Pasal 9 (1) Tarif Retribusi ditinjau kembali paling lama 3 (tiga) tahun sekali; (2) Peninjauan tarif Retribusi sebagaimana dimaksud pada ayat (1) dilakukan dengan memperhatikan indeks harga dan perkembangan perekonomian; (3) Penetapan tarif Retribusi sebagaimana dimaksud
pada ayat (2) ditetapkan dengan
Peraturan Bupati.
BAB VII WILAYAH PEMUNGUTAN Pasal 10 (1) Retribusi yang terutang dipungut diwilayah daerah tempat pelayanan diberikan. (2) Setiap alat-alat ukur, takar, timbang dan perlengkapannya sebelum dipergunakan oleh orang pribadi atau Badan, diwajibkan melakukan tera. (3) Jangka waktu Tera Ulang dilakukan setiap 3 (tiga) bulan sekali.

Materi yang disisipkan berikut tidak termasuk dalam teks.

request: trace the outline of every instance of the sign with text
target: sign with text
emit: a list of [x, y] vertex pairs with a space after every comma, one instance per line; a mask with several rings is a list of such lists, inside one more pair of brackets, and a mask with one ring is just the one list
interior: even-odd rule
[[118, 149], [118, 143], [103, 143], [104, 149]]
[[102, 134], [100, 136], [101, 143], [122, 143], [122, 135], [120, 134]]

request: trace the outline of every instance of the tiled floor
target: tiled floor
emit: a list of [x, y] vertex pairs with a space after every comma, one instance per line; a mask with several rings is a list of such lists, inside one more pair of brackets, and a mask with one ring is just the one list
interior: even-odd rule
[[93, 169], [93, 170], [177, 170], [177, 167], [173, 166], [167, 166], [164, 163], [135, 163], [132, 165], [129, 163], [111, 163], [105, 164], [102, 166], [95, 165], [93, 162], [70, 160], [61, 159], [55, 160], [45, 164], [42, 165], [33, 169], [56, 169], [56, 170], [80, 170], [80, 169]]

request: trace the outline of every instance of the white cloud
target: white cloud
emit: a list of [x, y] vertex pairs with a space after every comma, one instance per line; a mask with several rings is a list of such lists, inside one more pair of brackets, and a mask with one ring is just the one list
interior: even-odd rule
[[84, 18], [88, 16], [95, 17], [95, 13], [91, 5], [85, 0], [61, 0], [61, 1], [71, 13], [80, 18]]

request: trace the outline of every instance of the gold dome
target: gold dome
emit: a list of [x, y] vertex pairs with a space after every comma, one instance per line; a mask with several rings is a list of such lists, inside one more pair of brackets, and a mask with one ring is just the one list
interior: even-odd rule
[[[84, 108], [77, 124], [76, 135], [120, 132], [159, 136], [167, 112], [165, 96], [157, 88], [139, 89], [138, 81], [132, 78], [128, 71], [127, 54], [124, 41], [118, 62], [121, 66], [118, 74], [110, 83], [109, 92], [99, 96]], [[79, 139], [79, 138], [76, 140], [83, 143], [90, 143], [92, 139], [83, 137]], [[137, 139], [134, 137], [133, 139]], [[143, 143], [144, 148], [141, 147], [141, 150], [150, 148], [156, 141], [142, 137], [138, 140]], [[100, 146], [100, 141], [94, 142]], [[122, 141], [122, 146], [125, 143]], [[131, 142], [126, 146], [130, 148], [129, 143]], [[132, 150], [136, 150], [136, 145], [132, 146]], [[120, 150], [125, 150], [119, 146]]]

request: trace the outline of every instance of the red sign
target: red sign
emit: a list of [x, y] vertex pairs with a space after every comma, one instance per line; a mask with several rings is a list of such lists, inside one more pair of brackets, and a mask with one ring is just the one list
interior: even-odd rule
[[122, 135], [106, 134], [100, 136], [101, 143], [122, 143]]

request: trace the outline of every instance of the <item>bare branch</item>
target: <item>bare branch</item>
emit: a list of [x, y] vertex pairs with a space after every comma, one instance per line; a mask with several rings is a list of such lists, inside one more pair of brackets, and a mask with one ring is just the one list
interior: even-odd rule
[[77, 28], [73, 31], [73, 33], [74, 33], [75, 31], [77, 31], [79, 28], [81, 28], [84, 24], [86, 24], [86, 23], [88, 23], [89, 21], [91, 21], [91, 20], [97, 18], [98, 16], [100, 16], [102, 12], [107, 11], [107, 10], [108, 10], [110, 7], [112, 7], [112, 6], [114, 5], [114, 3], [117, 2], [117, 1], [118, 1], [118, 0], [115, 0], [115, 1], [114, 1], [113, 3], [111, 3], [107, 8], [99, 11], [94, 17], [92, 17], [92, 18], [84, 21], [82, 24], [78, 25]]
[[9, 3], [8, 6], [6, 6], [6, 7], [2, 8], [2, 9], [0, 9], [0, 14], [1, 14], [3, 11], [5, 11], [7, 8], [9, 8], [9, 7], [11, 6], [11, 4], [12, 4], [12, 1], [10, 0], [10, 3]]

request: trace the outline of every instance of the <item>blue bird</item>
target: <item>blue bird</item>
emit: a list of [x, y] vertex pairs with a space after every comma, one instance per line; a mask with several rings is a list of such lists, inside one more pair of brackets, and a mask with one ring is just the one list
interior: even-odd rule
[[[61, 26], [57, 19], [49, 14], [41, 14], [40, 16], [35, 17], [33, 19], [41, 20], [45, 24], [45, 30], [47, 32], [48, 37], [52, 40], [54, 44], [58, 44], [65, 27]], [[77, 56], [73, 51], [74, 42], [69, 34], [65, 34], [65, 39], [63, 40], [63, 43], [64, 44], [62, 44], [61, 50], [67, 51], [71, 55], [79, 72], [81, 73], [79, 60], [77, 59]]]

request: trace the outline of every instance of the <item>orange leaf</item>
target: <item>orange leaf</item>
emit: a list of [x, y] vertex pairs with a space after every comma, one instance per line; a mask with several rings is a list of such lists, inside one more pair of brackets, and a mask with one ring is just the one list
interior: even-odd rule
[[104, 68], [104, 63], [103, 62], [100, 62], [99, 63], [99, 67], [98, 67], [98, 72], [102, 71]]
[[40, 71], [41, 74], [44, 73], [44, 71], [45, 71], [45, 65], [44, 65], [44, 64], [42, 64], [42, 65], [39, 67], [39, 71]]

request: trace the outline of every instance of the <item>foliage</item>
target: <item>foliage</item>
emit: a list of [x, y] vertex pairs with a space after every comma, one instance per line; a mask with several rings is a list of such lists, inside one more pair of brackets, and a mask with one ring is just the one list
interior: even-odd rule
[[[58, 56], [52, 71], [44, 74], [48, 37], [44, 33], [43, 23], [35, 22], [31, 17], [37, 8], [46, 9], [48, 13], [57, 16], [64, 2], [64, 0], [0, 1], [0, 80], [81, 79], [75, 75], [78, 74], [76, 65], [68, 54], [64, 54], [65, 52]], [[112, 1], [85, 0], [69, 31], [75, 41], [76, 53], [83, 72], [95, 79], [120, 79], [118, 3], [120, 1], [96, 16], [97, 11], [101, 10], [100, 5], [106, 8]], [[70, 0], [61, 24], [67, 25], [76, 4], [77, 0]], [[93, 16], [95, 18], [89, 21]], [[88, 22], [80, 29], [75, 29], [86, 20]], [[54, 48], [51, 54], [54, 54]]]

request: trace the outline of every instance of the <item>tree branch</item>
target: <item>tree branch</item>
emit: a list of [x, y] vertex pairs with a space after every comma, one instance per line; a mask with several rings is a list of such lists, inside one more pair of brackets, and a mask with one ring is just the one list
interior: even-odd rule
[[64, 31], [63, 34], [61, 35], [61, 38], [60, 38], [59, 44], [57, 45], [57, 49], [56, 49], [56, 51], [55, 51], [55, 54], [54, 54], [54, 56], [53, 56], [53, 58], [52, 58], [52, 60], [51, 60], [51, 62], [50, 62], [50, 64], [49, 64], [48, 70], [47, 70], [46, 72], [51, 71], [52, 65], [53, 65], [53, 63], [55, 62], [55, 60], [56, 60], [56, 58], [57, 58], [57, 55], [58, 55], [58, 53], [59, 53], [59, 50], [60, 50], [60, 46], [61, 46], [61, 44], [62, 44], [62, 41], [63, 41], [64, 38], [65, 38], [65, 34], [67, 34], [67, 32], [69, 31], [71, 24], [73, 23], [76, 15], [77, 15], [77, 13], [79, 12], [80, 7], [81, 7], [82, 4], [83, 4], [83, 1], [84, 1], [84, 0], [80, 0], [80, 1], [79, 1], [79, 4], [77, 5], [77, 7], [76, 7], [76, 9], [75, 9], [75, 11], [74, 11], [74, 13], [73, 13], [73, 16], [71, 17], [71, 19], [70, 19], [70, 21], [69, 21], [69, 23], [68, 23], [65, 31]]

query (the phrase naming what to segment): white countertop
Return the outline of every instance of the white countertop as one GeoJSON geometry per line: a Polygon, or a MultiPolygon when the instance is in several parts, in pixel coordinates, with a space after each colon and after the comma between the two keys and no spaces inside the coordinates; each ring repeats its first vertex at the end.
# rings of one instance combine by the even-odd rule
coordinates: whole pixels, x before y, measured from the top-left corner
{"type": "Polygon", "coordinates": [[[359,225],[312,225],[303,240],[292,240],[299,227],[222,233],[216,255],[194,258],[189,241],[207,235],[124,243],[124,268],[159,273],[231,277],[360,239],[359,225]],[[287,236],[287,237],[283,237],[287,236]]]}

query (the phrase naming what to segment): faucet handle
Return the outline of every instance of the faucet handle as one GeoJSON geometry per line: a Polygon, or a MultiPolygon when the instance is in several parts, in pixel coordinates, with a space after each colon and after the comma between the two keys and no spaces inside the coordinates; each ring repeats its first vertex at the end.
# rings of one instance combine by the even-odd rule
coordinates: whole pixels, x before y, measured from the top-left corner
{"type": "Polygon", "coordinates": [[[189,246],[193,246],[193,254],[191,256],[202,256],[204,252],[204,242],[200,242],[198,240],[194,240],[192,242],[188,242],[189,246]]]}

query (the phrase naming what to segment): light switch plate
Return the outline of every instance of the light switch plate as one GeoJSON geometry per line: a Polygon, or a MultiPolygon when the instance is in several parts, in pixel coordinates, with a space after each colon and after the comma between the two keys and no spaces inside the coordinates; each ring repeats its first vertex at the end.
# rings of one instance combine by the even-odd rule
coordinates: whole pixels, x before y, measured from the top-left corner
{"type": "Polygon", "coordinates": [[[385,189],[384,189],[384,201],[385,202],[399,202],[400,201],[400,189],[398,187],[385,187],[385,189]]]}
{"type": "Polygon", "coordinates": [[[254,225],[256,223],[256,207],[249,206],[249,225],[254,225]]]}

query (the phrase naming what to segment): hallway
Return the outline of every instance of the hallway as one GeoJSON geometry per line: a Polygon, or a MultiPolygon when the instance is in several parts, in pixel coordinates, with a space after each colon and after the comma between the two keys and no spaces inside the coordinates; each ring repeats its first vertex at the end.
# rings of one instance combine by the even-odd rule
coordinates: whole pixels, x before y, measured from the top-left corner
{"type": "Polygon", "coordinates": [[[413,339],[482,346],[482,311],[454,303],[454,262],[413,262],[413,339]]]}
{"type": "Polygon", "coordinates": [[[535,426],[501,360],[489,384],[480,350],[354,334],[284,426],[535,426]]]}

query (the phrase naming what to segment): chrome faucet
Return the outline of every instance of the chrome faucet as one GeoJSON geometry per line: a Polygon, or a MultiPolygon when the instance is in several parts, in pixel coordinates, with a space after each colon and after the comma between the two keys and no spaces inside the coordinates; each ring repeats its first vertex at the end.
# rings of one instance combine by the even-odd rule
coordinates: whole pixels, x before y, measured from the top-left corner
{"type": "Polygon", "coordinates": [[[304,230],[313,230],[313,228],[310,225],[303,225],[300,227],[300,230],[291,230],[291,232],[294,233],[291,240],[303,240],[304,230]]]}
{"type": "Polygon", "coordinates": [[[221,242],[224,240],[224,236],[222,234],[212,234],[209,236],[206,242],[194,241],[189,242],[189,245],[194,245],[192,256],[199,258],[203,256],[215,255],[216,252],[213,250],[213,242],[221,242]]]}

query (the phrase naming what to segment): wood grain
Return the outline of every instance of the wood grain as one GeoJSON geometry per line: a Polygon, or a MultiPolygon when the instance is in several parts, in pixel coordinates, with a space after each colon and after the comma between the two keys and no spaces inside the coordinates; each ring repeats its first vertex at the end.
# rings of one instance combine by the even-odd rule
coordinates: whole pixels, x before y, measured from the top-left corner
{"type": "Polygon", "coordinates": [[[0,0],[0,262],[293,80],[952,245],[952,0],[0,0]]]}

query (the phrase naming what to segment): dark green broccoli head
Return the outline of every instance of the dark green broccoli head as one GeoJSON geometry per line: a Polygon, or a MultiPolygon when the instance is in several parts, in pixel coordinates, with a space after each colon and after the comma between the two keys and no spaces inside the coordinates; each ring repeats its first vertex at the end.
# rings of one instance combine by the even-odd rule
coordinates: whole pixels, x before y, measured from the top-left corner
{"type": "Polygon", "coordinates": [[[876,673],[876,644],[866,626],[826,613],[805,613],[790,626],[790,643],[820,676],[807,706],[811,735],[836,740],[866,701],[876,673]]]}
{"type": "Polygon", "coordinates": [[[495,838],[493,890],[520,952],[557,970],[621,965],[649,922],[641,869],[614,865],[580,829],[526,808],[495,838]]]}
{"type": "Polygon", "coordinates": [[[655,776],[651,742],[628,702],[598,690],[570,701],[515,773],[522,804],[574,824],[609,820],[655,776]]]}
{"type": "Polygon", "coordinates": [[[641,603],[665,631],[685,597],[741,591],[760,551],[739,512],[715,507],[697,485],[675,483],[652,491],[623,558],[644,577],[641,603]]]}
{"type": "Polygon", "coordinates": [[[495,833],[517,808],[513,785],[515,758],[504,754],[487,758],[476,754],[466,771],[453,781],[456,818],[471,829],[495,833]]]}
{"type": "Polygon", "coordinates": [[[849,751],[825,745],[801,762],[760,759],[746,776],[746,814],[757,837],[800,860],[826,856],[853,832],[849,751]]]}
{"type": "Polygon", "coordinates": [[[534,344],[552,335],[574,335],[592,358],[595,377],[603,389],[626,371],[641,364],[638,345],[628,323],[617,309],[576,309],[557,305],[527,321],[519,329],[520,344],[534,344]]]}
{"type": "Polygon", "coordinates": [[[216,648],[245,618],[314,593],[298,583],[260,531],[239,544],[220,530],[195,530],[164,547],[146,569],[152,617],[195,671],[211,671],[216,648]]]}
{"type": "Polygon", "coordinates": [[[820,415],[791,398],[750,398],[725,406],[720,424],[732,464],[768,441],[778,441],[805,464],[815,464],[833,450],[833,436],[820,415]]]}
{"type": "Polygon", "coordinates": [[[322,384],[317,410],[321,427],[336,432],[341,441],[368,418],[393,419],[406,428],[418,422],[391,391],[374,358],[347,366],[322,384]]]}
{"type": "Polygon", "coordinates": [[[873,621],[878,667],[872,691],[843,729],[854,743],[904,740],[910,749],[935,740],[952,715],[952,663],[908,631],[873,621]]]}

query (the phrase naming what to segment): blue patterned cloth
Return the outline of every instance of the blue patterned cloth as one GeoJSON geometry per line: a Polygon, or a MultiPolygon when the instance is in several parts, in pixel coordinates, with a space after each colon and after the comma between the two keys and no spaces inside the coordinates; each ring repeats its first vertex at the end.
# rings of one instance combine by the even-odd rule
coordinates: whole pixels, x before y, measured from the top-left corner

BAB VIII MASA RETRIBUSI DAN SAAT RETRIBUSI TERUTANG Pasal 11 (1) Masa Retribusi adalah saat diberikannya pelyanan ter/tera ulang, atau jangka waktu yang lamanya 1 (satu) bulan; (2) Saat Retribusi terutang adalah pada saat diterbitkannya SKRD atau dokumen lain yang dipersamakan.
78
BAB IX TATA CARA PEMUNGUTAN Pasal 12 (1) Retribusi dipungut dengan menggunakan SKRD atau dokumen lain yang dipersamakan. (2) Dokumen lain yang dipersamakan sebagaimana dimaksud pada ayat (1) dapat berupa karcis, kupon dan kartu langganan. (3) Bentuk, isi, tata cara pelaksanaan pemungutan retribusi ditetapkan lebih lanjut dengan Peraturan Bupati.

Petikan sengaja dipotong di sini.